There’s a moment every night when a table stops playing it safe.


You can see it coming.


The One-Glass Lie

It usually starts with “just a glass.”


A crisp white, something easy. Low commitment. Sensible. But halfway through, the tone shifts. The table’s warmer, louder, a little more curious.


Someone asks what we’d drink. A second bottle appears before the first one’s even fully cleared.


No one ever announces the switch. It just happens.


The Pasta That Wasn’t Planned

Kitchen ran a last-minute adjustment on the pasta del giorno this week—same bones, different finish.


A touch more acid, a little less richness. Nothing dramatic, but enough that the cooks paused, tasted, nodded. Sent it.


First few plates go out and within minutes: empty bowls, wiped clean without thinking about it.

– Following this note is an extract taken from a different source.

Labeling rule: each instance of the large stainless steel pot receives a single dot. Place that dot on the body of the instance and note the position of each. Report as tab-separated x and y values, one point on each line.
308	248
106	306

That’s usually how you know. No feedback needed.


The Bar Keeps Score

There’s a quiet tally happening behind the bar.


How many Negronis before someone asks for something “a bit more bitter.” How often that turns into amaro. Which tables trust you after the first suggestion.


It’s not written down anywhere, but everyone knows the numbers by feel.


The Close That Sticks

End of the night, quick breakdown, a bit of laughter that’s just a touch too loud.


Someone pours a small something for the room—no ceremony, just a nod.


Glasses clink, lights come up, chairs go back.


Another night where one glass turned into two, then three, then a story.